Je commence à bien connaître Rivette et je me connais de mieux en mieux aussi ; mes goûts s'affirment et je sais mieux ce que j'aime et ce que je n'aime pas. Alors je ne dirai pas que Rivette est un mauvais cinéaste, mais je pense que c'est un cinéaste très inégal, qui a réalisé davantage de films ratés que de films réussis, et je pense aussi que sa collaboration avec Pascal Bonitzer (qui a lui-même mis en scène quelques films, sans beaucoup de réussite à mon avis), si on ne peut la qualifier d'échec - La Bande des quatre et Secret défense sont très agréables à voir -, me pose problème. Ce n'est d'ailleurs pas un hasard si à mon avis la plus belle oeuvre de Rivette est celle qui précède immédiatement la période Bonitzer, à savoir le merveilleux Pont du Nord.
La Belle Noiseuse est une adaptation libre du Chef-d'oeuvre inconnu de Balzac. Mais l'oeuvre de Balzac était à la fois écrite et courte, alors que l'oeuvre de Rivette est visuelle et très longue, et cela change tout car le principe de la nouvelle ne peut être reproduit en images (à moins de ne jamais montrer le travail du peintre sur la toile, aux antipodes du choix de Rivette). Rivette et Bonitzer trouvent donc une astuce qui consiste à nous cacher le tableau fini tout en nous montrant la création de l'oeuvre. Par conséquent le propos du film n'a rien à voir avec celui de la nouvelle où Frenhofer échouait à créer l'oeuvre de sa vie ; dans le film Frenhofer réussit le tableau mais ne veut pas le montrer, et à la place il offre une toile vite faite bien faite au marchand Porbus et tout le monde est content. Mais ce qui me dérange c'est que tout au long du film on a le sentiment que Frenhofer est à côté de la plaque, et surtout qu'il ne regarde pas son modèle. Peut-être que je me trompe et que je suis é à côté du film, et il est vrai que les scènes les plus intéressantes restent les moments de pose où la maîtrise de la durée et le regard documentaire du cinéaste se révèlent.
En revanche, tout le reste du film m'a ennuyé. On a d'une part le marivaudage entre les personnages, qui se voudrait empreint de gravité mais qui reste artificiel à mes yeux - on ne comparera pas avec Le Mépris de Godard... Et d'autre part toutes les discussions sur l'Art avec un grand A, qui s'achèvent par cette sentence révélatrice "La peinture n'est pas affaire de mots" (ou à peu près).

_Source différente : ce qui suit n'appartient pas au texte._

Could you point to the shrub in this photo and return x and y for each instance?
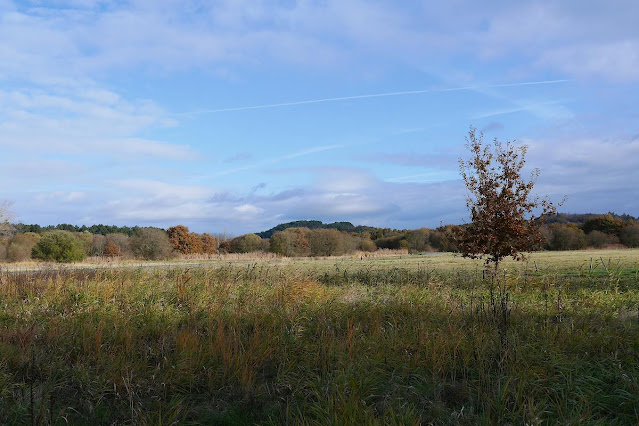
(291, 242)
(246, 244)
(21, 245)
(151, 244)
(630, 236)
(326, 242)
(59, 246)
(606, 223)
(600, 239)
(123, 243)
(98, 244)
(366, 244)
(566, 237)
(418, 240)
(209, 243)
(111, 249)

Mais alors pourquoi tant de mots auparavant ? Et surtout pourquoi les mots de Bonitzer ? Les dialogues du film témoignent d'un esprit de sérieux, d'une espèce de lyrisme solennel qui me fatigue franchement. Et tout ça plombe un film qui a des atouts - ses acteurs, sa photo, et ses plans car Rivette sait filmer - mais qui je trouve n'est pas à la hauteur de ses ambitions.
Peut-être que je le reverrai, mais pas demain.